Keith Yamamoto, PhD, vice chancellor for Science Policy Strategy and director of UCSF Precision Medicine.
Data Feeds Knowledge
Precision medicine encompasses precision population health approaches where data gathered in the process of testing, treating, and vaccinating diverse populations are continuously fed back to health providers, public health officials and researchers to optimize strategies, target the most at-risk populations and begin to link social determinants of health to medical data.
Some of this information can be accessed freely via the UCSF Health Atlas, which captures layers of health and socio-economic data down to the census tract level. The Health Atlas is constantly updated, including with data related to the pandemic.
Conveying Science to Local Government
Armed with relevant data, UCSF experts have worked closely with municipal agencies to help implement sound health policy and advise public health officials and leadership. Some examples:
- As co-chair of San Francisco’s Sugary Drinks Distributor Tax Advisory Committee, UCSF’s Roberto Ariel Vargas, MPH, contributed a decade of national experience to reduce consumption of sugary drinks and increase access to and consumption of clean drinking water. He now has passed the torch on to two UCSF colleagues, Diana Lau, RN, MS, CNS, and Abby Cabrera.
- Mark Leary, MD, a ZSFG emergency psychiatrist, works with the SFDPH and the SF Office of the Conservator to implement the Community Independence Pilot Project (CIPP), an innovative program designed to allow patients to receive treatment in the community rather than in a locked treatment setting.
- UCSF Chancellor Sam Hawgood meets regularly with San Francisco Mayor London Breed to discuss how UCSF and the City can collaborate most effectively to improve public health.
- Kim Rhoads, MD, MPH, sits on the Alameda County COVID-19 Racial Disparities task force and has worked with Oakland Mayor Libby Schaaf to consolidate the distribution of vaccines.
SFCAN: Fighting the Cancers Most Prevalent in the Community
A number of local policy initiatives have expanded statewide and even nationally.

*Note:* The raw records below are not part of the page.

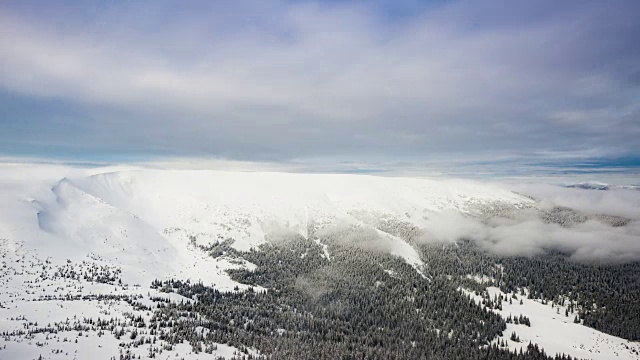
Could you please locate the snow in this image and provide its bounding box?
[463,287,640,360]
[0,164,532,359]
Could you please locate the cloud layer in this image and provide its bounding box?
[0,0,640,160]
[422,184,640,263]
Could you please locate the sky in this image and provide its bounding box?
[0,0,640,175]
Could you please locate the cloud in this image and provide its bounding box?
[421,184,640,263]
[0,1,640,160]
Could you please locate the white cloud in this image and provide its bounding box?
[0,2,637,159]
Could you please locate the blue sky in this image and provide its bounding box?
[0,0,640,171]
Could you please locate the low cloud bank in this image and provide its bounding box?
[421,185,640,263]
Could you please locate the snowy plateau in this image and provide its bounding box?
[0,164,640,360]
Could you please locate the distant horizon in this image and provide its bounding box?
[0,0,640,169]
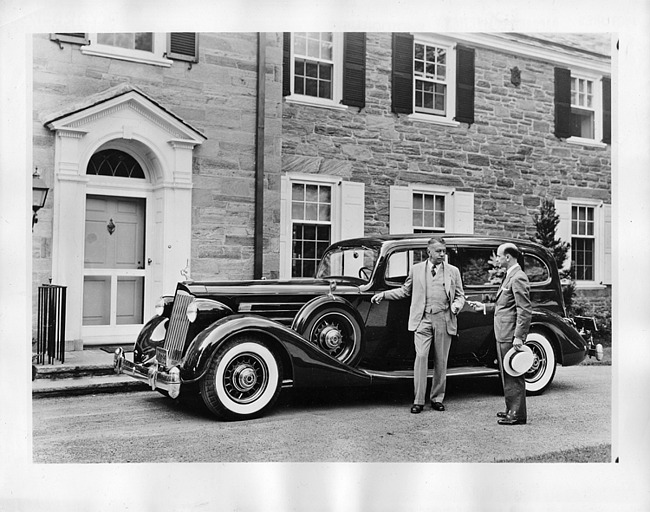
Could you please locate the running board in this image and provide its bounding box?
[360,366,499,380]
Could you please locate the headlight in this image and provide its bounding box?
[185,300,199,322]
[155,297,165,316]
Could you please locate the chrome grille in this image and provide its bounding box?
[165,290,194,364]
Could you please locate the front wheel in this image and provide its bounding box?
[525,332,556,395]
[200,338,282,420]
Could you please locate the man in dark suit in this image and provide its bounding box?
[469,243,532,425]
[372,238,465,414]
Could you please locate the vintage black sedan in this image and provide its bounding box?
[114,234,600,420]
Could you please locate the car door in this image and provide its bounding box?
[447,245,498,366]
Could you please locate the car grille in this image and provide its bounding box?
[165,290,194,364]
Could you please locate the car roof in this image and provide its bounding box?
[332,233,547,252]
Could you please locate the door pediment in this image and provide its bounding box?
[43,84,207,145]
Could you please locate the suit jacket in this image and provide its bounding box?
[384,260,465,335]
[487,265,533,343]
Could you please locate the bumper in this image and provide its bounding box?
[113,348,181,398]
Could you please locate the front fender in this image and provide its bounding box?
[530,310,587,366]
[182,314,372,387]
[291,295,365,332]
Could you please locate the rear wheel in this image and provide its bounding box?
[200,337,282,420]
[525,332,556,395]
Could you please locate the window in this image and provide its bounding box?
[77,32,198,67]
[571,206,595,281]
[389,185,474,234]
[413,42,449,117]
[280,174,364,278]
[391,33,474,126]
[291,183,332,277]
[555,199,612,288]
[282,32,366,108]
[413,192,445,233]
[571,77,595,139]
[555,68,611,145]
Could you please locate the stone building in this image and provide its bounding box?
[33,33,612,349]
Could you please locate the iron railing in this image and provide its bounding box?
[36,284,66,364]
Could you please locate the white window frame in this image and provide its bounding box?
[409,33,460,126]
[566,69,607,147]
[555,198,611,289]
[286,32,348,110]
[279,173,365,279]
[389,184,474,235]
[81,32,173,67]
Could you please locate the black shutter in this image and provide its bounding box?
[50,32,89,48]
[603,77,612,144]
[391,33,413,114]
[282,32,291,96]
[555,68,571,139]
[454,45,474,124]
[166,32,199,62]
[341,32,366,108]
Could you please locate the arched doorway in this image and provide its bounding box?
[82,149,147,341]
[45,85,206,349]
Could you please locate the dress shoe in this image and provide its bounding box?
[431,402,445,411]
[497,416,526,425]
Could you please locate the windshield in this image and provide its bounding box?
[316,246,379,282]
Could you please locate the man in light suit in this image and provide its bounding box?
[372,238,465,414]
[469,243,532,425]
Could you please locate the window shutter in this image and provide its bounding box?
[280,175,291,279]
[339,181,365,240]
[555,199,571,270]
[603,77,612,144]
[602,204,612,284]
[455,45,474,124]
[282,32,291,96]
[167,32,199,62]
[388,185,413,235]
[451,190,474,235]
[555,68,571,139]
[342,32,366,108]
[50,32,88,47]
[391,33,413,114]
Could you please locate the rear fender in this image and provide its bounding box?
[530,311,587,366]
[182,314,371,387]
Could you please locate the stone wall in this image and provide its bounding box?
[282,33,611,238]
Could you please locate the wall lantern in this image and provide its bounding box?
[32,167,50,231]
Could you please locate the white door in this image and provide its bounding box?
[83,195,146,342]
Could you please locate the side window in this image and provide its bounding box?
[523,254,551,283]
[384,247,427,286]
[458,247,505,286]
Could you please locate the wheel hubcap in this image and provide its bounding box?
[319,325,343,350]
[233,364,257,392]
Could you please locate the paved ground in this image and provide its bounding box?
[33,366,611,463]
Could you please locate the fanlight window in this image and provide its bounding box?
[86,149,145,180]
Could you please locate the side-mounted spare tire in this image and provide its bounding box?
[200,336,282,420]
[298,304,363,366]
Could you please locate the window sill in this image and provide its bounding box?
[408,113,460,126]
[566,137,607,148]
[81,44,173,68]
[285,96,348,110]
[576,281,607,290]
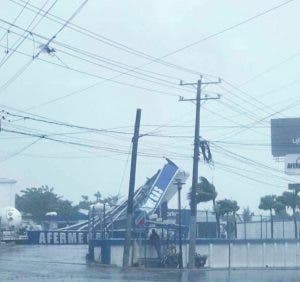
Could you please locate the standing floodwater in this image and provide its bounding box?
[0,245,300,282]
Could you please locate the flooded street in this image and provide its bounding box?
[0,245,300,282]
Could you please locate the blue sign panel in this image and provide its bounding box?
[27,231,89,245]
[140,162,178,214]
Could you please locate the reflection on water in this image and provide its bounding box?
[0,245,300,282]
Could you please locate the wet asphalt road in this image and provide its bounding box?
[0,245,300,282]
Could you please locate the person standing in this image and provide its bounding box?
[149,229,161,258]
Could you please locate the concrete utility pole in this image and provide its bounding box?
[179,77,221,268]
[123,109,141,267]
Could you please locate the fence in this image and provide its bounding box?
[197,211,300,239]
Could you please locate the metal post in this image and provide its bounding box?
[123,109,141,267]
[188,79,201,268]
[176,179,184,268]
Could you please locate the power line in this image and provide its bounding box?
[0,137,41,163]
[0,0,30,45]
[0,0,88,93]
[0,0,53,68]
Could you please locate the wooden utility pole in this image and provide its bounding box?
[175,179,185,268]
[123,109,141,268]
[179,77,221,268]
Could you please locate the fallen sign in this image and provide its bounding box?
[285,154,300,175]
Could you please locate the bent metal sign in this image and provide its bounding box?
[27,231,101,245]
[285,154,300,174]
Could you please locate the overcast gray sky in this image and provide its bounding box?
[0,0,300,211]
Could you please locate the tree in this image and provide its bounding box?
[16,186,76,222]
[277,191,300,239]
[258,195,278,239]
[94,190,102,203]
[215,199,240,237]
[188,176,220,238]
[242,207,252,222]
[77,195,92,210]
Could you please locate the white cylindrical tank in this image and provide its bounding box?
[0,207,22,230]
[0,178,17,210]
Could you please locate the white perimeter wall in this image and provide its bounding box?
[106,242,300,268]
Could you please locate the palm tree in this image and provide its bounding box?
[278,191,300,239]
[258,195,278,239]
[188,176,220,238]
[215,199,240,237]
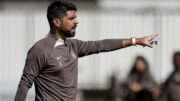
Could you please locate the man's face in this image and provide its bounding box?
[59,10,78,38]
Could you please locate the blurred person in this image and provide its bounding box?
[126,56,159,101]
[14,0,157,101]
[107,72,121,101]
[163,51,180,101]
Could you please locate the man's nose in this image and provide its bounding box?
[75,19,79,24]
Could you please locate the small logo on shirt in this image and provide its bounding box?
[56,56,62,66]
[56,56,62,60]
[71,50,76,58]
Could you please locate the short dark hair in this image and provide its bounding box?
[47,0,77,27]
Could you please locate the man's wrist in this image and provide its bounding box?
[131,37,137,46]
[136,38,140,45]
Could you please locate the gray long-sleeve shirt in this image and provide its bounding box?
[15,36,122,101]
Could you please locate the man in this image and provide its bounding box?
[15,0,157,101]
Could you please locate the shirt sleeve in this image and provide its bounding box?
[14,46,45,101]
[77,39,122,57]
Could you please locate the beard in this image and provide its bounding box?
[58,27,75,38]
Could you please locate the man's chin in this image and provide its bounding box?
[66,32,75,38]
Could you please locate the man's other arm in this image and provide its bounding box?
[14,46,45,101]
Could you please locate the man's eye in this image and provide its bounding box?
[69,17,74,20]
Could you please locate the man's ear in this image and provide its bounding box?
[52,18,61,27]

One of the successes of the San Francisco Cancer Initiative (SF CAN), a UCSF-sponsored collaboration with the SFDPH and other local health institutions, was the city-wide, comprehensive ban on flavored tobacco products. Since its implementation, the ban has been extended statewide and risen to national impact.
Many other guidelines developed by SF CAN to address the most common cancers on the community level have been disseminated to public health organizations beyond the Bay Area. Its integrated, cross-sectoral, population-based, community-engaged approach has become a model for other cancer centers across the country.
Educating the Next Generation at Mission Bay
The UCSF Science and Health Education Partnership (SEP) and the Center for Science, Education and Outreach( CSEO) have for decades brought innovative teaching, research internships, and exposure to health careers to San Francisco youth to spark their interest in science. Now UCSF is in the process to transfer a 2.2-acre parcel of land at Mission Bay (Block 14) to the SF Unified School District to create an elementary school with unique opportunities for STEM education. SEP will provide teacher training and field trips, including exposure to the science community at Mission Bay. The school, situated in a community with a large proportion of people of color, will expose children from diverse backgrounds to the possibilities of careers in science.
In addition to the elementary school, Block 14 will have a Linked Learning Hub for high school students focused on the health sciences. CSEO will be coordinating opportunities for these students to learn in UCSF labs and for UCSF volunteers to support student learning at Mission Bay.